The SEC could have said how it intended to apply the Howey and Reves tests, which the SEC uses to determine when something is a security. The Howey test has four basic prongs. There must be: 1) an investment of money, 2) in a common enterprise, 3) with a reasonable expectation of profits, 4) that are derived from the efforts of others.
It seems like the crypto lending products I’ve mentioned had all four of those features. The SEC almost certainly believed so, too, because in February, they went after BlockFi for offering a similar lending product.
Here’s the problem with the SEC refusing to publish regulatory clarity about when digital assets or services are securities. You’re left instead with an ad hoc approach to consumer protection known as “regulation-by-enforcement.”
There are four problems with this capricious and unevenly applied strategy. It’s a serious challenge for any well-meaning innovator striving to comply with existing laws and regulations.
It stifles innovation. Market participants who lack the benefit of the SEC’s thinking prior to designing a product may never create something that uses emerging technologies to solve a previously unsolvable problem.
It creates a legal grey area that allows entities with a higher tolerance for legal risk to offer products that might be bad for consumers.
It’s ineffective. Just ask those who lost money on these crypto lending products.

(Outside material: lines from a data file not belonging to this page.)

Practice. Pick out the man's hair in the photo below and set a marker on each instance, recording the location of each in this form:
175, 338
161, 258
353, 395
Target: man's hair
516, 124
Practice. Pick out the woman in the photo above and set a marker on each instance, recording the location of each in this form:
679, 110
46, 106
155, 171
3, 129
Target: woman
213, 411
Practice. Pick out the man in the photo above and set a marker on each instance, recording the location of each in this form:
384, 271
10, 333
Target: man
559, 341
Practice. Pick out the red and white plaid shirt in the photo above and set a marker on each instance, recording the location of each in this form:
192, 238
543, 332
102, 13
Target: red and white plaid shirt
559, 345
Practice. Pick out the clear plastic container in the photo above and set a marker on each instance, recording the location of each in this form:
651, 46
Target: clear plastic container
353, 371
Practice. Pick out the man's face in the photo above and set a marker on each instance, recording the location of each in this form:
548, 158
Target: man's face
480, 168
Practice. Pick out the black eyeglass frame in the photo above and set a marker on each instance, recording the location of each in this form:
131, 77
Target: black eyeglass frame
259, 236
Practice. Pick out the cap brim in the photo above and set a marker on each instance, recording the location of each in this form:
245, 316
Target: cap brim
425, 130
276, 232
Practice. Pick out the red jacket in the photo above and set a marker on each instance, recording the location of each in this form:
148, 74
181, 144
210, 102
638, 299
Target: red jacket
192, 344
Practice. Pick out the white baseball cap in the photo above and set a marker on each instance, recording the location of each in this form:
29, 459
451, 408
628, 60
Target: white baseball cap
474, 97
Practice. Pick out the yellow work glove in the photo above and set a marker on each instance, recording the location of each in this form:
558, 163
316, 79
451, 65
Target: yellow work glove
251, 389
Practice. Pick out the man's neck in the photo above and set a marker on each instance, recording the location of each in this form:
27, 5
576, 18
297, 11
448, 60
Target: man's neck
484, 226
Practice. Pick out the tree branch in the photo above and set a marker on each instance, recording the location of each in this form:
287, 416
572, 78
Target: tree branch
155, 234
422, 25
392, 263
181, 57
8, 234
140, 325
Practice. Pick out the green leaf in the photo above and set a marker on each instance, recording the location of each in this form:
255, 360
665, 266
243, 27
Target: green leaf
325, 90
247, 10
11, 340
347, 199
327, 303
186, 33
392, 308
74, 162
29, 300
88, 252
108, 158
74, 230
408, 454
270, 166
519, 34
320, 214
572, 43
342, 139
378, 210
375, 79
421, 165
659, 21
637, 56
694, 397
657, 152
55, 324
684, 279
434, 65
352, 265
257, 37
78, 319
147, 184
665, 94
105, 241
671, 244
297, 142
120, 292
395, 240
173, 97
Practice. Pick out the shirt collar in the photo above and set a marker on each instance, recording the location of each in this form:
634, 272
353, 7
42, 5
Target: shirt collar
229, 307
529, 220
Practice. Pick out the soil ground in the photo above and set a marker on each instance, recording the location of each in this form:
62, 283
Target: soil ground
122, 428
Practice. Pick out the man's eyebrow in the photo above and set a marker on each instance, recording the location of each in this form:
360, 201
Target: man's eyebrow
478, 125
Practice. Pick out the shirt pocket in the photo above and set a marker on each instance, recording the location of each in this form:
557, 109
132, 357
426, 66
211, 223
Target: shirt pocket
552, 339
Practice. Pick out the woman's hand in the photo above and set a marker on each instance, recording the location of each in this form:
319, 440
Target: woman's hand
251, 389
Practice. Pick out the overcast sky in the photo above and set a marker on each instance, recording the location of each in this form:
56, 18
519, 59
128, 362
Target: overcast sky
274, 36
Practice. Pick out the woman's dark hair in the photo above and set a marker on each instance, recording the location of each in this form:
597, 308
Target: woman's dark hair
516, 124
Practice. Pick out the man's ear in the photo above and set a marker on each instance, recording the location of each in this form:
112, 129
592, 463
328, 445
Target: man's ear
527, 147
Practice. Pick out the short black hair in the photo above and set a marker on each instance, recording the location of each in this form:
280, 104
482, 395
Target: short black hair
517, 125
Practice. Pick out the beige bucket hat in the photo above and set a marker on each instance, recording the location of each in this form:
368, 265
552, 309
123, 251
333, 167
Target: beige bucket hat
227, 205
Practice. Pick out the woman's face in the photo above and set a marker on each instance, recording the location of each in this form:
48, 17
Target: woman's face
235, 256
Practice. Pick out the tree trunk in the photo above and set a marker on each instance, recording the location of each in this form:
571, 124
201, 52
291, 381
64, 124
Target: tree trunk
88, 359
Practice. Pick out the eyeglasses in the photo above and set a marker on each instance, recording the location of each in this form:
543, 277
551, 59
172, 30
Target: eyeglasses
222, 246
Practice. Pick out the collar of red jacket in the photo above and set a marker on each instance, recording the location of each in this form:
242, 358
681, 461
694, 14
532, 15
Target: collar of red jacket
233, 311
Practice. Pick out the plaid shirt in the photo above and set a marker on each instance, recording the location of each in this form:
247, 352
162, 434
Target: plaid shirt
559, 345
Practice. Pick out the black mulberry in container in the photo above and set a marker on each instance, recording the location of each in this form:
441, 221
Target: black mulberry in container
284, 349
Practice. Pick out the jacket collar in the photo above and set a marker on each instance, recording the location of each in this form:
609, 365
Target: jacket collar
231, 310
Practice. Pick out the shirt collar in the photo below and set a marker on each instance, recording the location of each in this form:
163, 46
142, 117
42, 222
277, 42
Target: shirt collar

Let me give another example. When the SEC announced insider trading charges involving a former Coinbase employee last week, it claimed the offenders had illegally traded nine digital assets that were securities.
The SEC has reasons for why it thinks these digital assets are securities, which I’m very skeptical of. Yet, the SEC still failed to disclose its rationale publicly before launching an enforcement action. That kind of approach is patently unfair to developers and investors alike.
Republicans have been arguing for a more thoughtful approach to regulating digital assets. The first place where we should be able to find common ground and chart a path forward for clear, sensible regulation is with stablecoins.
There is clear bipartisan agreement that stablecoins should have stronger consumer protections. I’ve proposed a framework to do that, and am in discussions with several Members to make this proposal bipartisan.
Let me conclude with this. It’s important to investigate any fraud in the crypto market, and any violations of existing law. So while I appreciate today’s hearing topic, it’s a missed opportunity without talking to the SEC.
Moving forward, I hope my colleagues will take a balanced look at these technologies, studying both the consumer risks we will hear about today, as well as the potential for consumer benefits that distributed ledger technology could bring.